Die Erfüllung des #TravelUnplugged-Versprechens

Matthew Phenix schreibt für AFAR, einem Print- und Online-Verlag mit Sitz in San Francisco, USA.

Zwei Monate im 2G-Netz mit dem zukunftsorientierten MP01 von Punkt. 

Während eines Team-Building-Ausflugs traten kürzlich verschiedene AFAR-Kollegen in einem Quiz gegeneinander an. Zu gewinnen gab es olympische Medaillen aus Schokolade. Eine unserer schwierigeren Fragen war: Wie viele Tastendrucke benötigt man auf einem Handy alter Schule, um das Wort „HELLO“ zu schreiben? Eine harte Nuss und es bedurfte einer erstaunlichen Menge an Versuchen, Geistertippens und Finger-und-Zehen-Arithmetik.

Diese Kollegen – von denen einige das Printprodukt erstellen und andere die digitale Fassung – hatten gerade Wochen damit verbracht, Geschichten über das Aussteigen aus der Online-Welt, das Herunterfahren und Unplugged-Reisen zu schreiben – was zu einer prachtvollen Magazinausgabe und einem äußerst informativen Themenbereich auf AFAR.com führte. Aber wir wurden durch eine Quizfrage zu 2G mattgesetzt. Sie hatten uns mit „HELLO“ geschafft.

Einen Monat später landete ein Paket mit Schweizer Absender auf meinem Schreibtisch. Darin enthalten war ein Willkommensgruß zu einem exotischen neuen Stamm und eine kleinere Schachtel mit einem schokoladenbraunen Handy MP 01 von Punkt.

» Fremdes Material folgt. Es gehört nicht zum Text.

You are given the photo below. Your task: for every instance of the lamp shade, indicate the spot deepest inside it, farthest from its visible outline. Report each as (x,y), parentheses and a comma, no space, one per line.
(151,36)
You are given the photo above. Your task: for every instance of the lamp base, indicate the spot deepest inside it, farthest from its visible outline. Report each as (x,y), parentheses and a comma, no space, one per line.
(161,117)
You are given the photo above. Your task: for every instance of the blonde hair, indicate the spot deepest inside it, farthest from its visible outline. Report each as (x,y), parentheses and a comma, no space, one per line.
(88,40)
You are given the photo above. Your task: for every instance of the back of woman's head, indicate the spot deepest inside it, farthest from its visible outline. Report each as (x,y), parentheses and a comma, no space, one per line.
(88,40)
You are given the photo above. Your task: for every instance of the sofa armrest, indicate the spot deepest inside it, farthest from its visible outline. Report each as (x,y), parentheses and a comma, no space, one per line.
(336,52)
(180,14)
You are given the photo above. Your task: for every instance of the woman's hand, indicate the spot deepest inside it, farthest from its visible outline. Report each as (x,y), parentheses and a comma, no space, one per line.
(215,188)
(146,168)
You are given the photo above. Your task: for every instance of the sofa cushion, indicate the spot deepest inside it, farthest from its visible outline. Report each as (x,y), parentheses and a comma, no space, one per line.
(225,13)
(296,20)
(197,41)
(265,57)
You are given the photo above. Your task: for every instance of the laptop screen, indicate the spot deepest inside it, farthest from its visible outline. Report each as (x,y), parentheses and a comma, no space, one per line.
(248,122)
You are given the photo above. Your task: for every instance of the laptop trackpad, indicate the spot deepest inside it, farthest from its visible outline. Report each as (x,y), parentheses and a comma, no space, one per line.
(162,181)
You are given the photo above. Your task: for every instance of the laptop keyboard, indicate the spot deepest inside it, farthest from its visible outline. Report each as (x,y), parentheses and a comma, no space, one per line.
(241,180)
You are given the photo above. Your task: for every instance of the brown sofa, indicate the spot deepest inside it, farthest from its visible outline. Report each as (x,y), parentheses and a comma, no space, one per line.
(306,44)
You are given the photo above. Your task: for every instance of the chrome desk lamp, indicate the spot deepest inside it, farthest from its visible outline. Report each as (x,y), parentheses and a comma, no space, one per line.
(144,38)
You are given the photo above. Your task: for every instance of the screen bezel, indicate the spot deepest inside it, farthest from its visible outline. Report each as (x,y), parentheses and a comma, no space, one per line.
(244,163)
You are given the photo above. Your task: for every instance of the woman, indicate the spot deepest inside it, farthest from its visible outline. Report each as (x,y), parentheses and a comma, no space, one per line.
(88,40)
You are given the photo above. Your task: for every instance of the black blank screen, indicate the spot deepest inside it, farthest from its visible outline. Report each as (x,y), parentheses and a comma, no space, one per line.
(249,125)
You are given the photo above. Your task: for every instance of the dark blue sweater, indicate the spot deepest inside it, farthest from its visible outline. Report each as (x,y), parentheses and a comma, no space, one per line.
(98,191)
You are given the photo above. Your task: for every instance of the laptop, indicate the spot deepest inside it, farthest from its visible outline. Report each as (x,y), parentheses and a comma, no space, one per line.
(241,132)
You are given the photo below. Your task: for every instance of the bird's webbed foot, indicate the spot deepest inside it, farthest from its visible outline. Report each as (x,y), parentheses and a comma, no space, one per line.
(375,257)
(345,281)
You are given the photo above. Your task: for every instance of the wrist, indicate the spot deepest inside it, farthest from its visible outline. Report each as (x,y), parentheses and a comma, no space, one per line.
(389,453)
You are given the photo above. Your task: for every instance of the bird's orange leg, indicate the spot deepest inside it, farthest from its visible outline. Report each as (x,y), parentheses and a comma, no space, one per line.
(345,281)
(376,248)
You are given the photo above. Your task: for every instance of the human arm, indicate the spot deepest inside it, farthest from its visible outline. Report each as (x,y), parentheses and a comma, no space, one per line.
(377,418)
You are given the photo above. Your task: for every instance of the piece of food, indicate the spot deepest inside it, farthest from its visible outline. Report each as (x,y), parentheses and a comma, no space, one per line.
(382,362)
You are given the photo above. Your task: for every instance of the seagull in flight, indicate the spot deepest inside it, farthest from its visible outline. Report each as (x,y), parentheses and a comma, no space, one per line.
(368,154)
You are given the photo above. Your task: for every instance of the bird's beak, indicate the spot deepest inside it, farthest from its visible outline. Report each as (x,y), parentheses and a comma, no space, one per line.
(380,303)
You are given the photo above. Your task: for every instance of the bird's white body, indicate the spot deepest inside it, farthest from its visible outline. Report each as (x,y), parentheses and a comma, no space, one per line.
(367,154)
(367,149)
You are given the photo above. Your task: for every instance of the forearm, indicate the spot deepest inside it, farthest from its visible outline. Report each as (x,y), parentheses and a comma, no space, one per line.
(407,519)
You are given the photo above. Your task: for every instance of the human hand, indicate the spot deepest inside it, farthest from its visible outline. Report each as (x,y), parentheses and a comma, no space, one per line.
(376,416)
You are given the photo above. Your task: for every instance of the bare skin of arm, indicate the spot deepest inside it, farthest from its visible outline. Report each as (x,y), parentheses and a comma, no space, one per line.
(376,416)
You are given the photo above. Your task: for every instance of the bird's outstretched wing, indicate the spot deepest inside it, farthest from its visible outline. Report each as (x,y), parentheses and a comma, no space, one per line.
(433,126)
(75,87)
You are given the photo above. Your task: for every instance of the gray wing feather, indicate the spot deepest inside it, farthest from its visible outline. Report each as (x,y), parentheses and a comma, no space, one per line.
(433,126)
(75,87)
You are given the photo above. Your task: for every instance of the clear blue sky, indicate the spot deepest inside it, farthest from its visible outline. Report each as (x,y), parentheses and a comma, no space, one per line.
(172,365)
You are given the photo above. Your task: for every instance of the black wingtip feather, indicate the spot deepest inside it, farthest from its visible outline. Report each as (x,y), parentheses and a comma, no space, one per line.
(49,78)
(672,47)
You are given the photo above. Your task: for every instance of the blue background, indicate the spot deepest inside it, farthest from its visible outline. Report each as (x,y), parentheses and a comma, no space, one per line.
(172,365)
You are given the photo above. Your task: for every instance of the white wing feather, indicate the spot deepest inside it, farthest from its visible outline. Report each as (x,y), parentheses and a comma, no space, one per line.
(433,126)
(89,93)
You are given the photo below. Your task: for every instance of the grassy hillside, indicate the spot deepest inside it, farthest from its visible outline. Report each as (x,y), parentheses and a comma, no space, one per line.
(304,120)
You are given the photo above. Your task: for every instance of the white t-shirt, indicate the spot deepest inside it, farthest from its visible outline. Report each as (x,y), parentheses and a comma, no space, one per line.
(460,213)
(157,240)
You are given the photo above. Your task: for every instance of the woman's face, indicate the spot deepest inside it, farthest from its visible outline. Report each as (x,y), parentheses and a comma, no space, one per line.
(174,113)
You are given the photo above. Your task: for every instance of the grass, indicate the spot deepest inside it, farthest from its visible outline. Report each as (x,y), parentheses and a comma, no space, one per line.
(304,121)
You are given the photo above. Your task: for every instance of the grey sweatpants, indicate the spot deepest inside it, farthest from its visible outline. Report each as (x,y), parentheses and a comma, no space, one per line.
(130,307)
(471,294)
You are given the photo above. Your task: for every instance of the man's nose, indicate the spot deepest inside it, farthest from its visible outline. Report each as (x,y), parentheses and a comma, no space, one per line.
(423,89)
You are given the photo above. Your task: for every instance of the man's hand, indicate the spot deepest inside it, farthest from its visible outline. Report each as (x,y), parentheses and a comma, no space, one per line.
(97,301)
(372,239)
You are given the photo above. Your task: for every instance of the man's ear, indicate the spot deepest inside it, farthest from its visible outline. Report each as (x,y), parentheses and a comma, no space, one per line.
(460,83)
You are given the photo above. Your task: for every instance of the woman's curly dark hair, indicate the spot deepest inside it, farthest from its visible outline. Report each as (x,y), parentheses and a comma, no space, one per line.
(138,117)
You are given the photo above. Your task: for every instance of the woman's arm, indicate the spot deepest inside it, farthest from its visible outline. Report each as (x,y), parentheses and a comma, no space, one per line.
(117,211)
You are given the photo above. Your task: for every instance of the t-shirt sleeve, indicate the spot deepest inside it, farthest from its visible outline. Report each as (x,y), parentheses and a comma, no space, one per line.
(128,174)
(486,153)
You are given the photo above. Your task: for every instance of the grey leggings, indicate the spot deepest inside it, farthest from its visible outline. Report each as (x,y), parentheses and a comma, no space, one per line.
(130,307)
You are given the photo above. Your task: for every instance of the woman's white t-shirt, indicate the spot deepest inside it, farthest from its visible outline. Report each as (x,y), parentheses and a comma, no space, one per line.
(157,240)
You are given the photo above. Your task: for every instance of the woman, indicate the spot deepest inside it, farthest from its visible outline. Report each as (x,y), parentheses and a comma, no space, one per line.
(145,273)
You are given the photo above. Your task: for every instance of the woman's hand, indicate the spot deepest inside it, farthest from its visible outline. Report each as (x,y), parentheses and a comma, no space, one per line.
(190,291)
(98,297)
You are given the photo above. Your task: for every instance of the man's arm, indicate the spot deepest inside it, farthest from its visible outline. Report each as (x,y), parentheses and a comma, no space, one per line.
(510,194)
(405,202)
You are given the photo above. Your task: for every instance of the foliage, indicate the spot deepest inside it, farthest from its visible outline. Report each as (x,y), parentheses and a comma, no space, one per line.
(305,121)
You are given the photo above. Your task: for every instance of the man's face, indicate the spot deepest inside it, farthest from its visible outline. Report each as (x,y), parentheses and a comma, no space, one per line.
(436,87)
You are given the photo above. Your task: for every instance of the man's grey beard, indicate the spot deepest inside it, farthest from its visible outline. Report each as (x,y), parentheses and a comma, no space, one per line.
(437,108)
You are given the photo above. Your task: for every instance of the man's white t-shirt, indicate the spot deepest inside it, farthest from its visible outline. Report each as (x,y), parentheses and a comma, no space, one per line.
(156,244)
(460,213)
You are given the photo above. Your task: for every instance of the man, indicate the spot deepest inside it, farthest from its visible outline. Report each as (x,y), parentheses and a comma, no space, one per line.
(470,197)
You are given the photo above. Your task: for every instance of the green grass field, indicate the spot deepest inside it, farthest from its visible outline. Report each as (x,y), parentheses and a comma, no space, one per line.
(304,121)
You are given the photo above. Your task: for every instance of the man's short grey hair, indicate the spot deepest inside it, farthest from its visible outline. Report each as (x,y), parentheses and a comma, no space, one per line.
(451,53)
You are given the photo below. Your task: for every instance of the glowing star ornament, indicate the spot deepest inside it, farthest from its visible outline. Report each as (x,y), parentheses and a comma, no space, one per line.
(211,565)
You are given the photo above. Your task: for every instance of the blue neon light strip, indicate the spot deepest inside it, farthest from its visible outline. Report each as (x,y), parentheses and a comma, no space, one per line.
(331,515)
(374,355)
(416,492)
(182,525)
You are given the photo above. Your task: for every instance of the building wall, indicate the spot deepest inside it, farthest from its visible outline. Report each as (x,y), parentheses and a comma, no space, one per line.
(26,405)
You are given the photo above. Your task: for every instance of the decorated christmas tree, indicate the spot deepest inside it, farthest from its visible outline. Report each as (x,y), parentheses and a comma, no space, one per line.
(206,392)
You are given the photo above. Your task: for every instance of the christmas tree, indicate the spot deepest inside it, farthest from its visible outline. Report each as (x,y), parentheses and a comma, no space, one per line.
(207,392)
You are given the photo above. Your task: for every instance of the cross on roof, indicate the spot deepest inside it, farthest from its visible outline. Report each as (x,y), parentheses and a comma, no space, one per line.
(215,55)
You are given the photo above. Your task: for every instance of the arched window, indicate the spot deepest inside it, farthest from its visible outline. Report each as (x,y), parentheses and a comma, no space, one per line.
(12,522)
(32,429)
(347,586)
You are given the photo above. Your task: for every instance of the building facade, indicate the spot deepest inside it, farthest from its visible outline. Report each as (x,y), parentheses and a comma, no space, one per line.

Ein Handy, das sein Hersteller stolz als „Dumbphone“ bezeichnet. Nach zweistündiger Ladezeit und dem Einsetzen einer SIM-Karte stand ich kurz davor, ein Versprechen einzulösen, das ich auch unseren Lesern empfohlen hatte. Ich plante, über eine Woche lang den Einsatz meines vertrauten iPhones langsam zu reduzieren und dann sieben weitere Wochen in meiner privaten Smartphone-Reha zu verbringen.

In den USA unterhält noch genau ein Anbieter das 27 Jahre alte 2G-Netzwerk, welches mein neues Handy von Punkt benötigt. Und es ist kaum das Spitzenangebot von T-Mobile. Das Unternehmen bietet den Service (bis circa 2020 oder so) meist als ein widerwilliges Zugeständnis an Ihre Großmutter und ihr großknöpfiges Jitterbug-Telefon, sowie an ein paar Millionen mit 2G verbundenen Maschinen, die das „Internet der Dinge“ ausmachen.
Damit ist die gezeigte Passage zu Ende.